IN VENEZUELA, TRUMP TARGETS CHINA, RUSSIA AND IRAN

By Marco Vicenzino
3 January 2026
The capture of Venezuela’s Nicolás Maduro and his transfer to New York to face U.S. indictment are being read largely as a dramatic episode in U.S.–Latin American relations. That view misses the larger point. The episode functions as a strategic signal—one that speaks less to Caracas than to the broader recalibration of U.S. deterrence in an increasingly contested new world order, with implications for rival powers well beyond the Western Hemisphere.
U.S. President Donald Trump’s target audience extends well beyond Caracas. His message is calibrated for China, Russia and Iran, and arguably select others —states that have long treated Latin America as a low-risk arena for influence projection.
That assumption has been visible in Beijing’s economic penetration through debt, energy and infrastructure; Moscow’s security ties and intelligence cooperation; and Iran’s logistical and security footprint in Venezuela and parts of the wider region. Each has tested U.S. tolerance for years, operating on the belief that the hemisphere was strategically secondary for Washington.
Maduro’s capture is intended to puncture that belief. The signal is that proxy influence, grey-zone activity and strategic freelancing in the Americas will now carry tangible costs.
Trump’s move against Maduro involves multiple motivations, including economic and legal considerations. Above all, however, it is geopolitical. It reflects the realities of a new National Security Strategy and an emerging Trump doctrine—one that redraws U.S. red lines and reasserts deterrence as a governing principle.
What Trump is signaling is not a Venezuela policy in isolation, but a reassertion of U.S. strategic intent in its near abroad—and beyond where core interests are at stake.
From the administration’s perspective, after years in which hemispheric instability was managed, compartmentalised or quietly tolerated, Washington is making clear that the Western Hemisphere is once again central to U.S. strategy—not a permissive space for drift, criminalised governance or unchecked external power projection.
At the core of this approach is a redefinition of boundaries. Latin American governments are being told that sovereignty will no longer shield regimes that fuse state power with transnational crime, narcotics trafficking and illicit finance. By foregrounding indictments and legal accountability, the United States is reframing geopolitics through enforcement and deterrence rather than diplomacy alone.
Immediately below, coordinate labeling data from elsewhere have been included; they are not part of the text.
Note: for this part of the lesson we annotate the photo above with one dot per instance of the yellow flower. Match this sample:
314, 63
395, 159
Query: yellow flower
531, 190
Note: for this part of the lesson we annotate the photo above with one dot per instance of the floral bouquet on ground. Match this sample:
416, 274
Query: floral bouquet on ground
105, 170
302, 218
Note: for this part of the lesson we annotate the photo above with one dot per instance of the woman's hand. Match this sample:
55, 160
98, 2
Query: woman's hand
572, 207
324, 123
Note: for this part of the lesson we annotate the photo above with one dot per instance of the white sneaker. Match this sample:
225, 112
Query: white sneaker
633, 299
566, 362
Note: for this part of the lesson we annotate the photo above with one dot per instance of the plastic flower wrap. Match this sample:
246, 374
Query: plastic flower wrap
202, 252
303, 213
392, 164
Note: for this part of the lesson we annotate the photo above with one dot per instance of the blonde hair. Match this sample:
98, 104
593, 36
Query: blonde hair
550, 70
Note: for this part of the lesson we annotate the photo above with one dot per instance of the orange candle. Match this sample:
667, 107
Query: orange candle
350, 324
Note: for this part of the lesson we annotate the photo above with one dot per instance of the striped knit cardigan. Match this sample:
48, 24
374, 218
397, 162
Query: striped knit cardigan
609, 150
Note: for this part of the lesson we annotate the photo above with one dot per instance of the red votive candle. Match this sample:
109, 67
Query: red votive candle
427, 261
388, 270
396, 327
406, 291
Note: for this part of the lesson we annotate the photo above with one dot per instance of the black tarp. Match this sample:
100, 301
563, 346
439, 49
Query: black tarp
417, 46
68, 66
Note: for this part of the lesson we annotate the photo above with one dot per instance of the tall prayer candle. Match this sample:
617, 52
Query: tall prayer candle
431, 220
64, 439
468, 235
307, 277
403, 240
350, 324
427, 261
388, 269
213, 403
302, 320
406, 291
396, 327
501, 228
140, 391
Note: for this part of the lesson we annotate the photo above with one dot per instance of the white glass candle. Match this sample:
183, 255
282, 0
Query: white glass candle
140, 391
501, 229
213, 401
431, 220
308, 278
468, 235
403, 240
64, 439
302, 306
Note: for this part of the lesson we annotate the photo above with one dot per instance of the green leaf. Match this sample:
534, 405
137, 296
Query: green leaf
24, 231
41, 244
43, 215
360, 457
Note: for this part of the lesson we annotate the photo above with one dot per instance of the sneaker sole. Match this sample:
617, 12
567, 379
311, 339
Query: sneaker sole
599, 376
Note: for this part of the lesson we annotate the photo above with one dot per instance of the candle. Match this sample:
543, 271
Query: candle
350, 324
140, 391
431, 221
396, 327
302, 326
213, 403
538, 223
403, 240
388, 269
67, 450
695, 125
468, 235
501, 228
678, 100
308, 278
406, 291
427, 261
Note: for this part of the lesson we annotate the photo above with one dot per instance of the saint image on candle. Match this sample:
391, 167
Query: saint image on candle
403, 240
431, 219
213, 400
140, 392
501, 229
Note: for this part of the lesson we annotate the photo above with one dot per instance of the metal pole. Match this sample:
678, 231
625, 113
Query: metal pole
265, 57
Leaders who criminalise the state are being treated less as political counterparts than as security threats.
Allies, too, are being addressed. Washington is signalling a renewed willingness to act without full consensus when it judges core interests to be at stake—moving first and managing diplomatic fallout later. This marks a departure from an era in which caution often substituted for clarity.
Critics will argue that such actions risk eroding international law, inflaming regional opinion and setting precedents others may exploit. They will warn that unilateral force, even when legally framed, can undermine the norms the United States itself relies upon, and that escalation in the hemisphere may prove difficult to contain. For them, these concerns go to the heart of global order and U.S. credibility.
Yet to dismiss Trump’s gambit as a replay of past U.S. interventions is to miss the distinction being drawn. This is not Iraq. It is not Afghanistan. It is not an open-ended project of occupation or nation-building. It is Trump’s deliberate effort to restore deterrence in a region long treated as geopolitically settled.
Ultimately, this episode will be judged not by the legality of one operation or the fate of one Venezuelan leader, but by what follows. Deterrence succeeds only if paired with discipline, clarity and restraint. Whether this recalibration stabilises the hemisphere—or invites escalation—will shape regional and global politics for years to come.